In Shakespeare’s Hamlet, Polonius instructs his son not to get involved in the borrowing or lending of money from friends. This bit of advice has given commercial banks and credit unions a bit of a boost in fulfilling the need for third party credit. Which in turn provided me with one of my first jobs as a lender behind a banker’s desk in the lobby of a local bank.
Back some three decades ago, before electronic magic of all sorts, we used to take applications by handwriting the information into neat little squares on a paper application form. Whether the applicant sat across the oversized dark wood desk or we talked over the phone, the interaction also served as a time to discuss the customer’s ambitions, the time frames and mechanics of the process. This was something called customer service.
The bank advertised car loans and home equity loans, reserves on checking accounts that would advance when the account was overdrawn, or unsecured lines of credit. Over the course of a week it wasn’t uncommon to look at 80-120 applications. These required information on employment history, wages and asset and liabilities statements. So as you can imagine, one starts to get a sense of the earning potential from a variety of employments. And where people spent their money.

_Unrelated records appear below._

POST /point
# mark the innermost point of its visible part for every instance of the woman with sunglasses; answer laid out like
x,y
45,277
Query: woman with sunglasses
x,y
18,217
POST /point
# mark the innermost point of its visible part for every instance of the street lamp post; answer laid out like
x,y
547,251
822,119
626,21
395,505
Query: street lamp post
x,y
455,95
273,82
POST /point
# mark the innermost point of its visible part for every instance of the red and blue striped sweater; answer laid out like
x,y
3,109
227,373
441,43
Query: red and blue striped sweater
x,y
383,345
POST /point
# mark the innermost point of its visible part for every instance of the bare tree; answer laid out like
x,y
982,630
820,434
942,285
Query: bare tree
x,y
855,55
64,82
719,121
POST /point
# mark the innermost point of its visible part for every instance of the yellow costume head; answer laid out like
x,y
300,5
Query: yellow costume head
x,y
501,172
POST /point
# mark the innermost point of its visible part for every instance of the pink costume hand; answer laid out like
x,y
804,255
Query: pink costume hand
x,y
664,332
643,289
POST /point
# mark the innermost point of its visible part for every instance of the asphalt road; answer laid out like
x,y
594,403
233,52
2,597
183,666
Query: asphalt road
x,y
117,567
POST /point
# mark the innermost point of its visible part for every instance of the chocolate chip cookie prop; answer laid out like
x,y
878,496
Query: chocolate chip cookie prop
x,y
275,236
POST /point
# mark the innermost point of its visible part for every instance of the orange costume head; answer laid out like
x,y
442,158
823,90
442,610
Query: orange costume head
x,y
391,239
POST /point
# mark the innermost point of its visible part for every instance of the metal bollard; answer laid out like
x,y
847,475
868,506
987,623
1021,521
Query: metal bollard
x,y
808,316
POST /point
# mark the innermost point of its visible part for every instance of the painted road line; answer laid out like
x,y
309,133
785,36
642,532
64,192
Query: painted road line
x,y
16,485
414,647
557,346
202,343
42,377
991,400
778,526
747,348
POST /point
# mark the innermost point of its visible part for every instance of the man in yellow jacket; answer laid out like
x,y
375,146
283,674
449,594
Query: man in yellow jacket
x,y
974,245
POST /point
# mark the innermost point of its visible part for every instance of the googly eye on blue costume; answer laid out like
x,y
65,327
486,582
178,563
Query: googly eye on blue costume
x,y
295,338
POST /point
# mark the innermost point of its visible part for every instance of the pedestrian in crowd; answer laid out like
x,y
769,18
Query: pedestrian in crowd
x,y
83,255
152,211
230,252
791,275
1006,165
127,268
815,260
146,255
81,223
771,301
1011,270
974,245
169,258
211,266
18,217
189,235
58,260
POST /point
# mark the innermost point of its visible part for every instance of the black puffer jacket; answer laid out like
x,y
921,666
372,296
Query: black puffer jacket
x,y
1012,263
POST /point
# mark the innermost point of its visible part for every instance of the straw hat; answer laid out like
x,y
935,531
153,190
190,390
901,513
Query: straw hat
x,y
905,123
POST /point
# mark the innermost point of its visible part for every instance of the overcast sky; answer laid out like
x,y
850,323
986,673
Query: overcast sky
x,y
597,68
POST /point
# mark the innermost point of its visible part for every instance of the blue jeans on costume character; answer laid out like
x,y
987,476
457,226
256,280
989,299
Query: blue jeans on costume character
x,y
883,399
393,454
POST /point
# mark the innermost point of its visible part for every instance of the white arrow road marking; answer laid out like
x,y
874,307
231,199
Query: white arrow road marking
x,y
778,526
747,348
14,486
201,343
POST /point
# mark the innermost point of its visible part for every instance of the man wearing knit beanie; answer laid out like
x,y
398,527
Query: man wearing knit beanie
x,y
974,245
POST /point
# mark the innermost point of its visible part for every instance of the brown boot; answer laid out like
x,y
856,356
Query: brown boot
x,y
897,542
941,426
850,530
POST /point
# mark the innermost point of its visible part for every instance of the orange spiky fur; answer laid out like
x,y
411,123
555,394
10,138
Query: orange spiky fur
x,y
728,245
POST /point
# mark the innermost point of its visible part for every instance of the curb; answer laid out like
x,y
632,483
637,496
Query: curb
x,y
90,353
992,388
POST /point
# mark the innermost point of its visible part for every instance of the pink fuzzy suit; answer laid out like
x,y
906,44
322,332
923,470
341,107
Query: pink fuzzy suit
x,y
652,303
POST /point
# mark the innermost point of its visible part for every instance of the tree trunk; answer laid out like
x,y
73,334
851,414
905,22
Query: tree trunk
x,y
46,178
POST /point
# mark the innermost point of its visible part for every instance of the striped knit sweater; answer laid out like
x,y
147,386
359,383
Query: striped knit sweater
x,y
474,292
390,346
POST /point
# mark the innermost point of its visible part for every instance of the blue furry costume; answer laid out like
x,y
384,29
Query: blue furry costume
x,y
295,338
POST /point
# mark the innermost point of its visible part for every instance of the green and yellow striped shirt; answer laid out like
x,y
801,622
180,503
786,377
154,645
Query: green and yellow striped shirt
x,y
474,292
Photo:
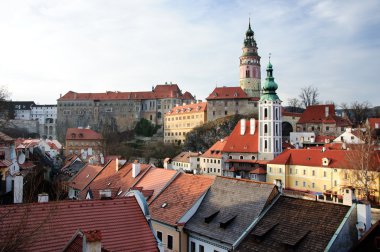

Having been raised in a private school type of environment, I was unfamiliar with the whole segment of society that fell outside the professional class. Socially I was only familiar with families whose parents earned a living as a result of a higher level of education. And, of course, was steered to going to college to attain a similar standing. Imagine my surprise when I took an application from the service manager at a midsized car dealership in town. He earned twice what the average attorney made.
Granted this was during an era when there were an abundance of attorneys achieving their Juris Doctor. But still. A service manger, or any one wielding a wrench under a vehicle was not suppose to rise even to the lower edge of the white color professional crowd. This was the first crack in the veneer encasing an implied class and resource structure.
Come to find out there were whole neighborhoods of folks who worked in the trades at all sorts of income levels. They didn’t drive jaguars, they drove trucks with carried similar price tags. Their hunting dogs needed kennels so they lived in cities that were not only pet friendly, but didn’t mind a fifth wheel parked on the concrete pad along side the oversized double garage which was sheet rocked, heated and had a TV sitting area.
I had no idea of the social depth or financial variation of such folk. They weren’t simply a group, a class. They were a whole ecosystem with pecking orders and special interest subtleties.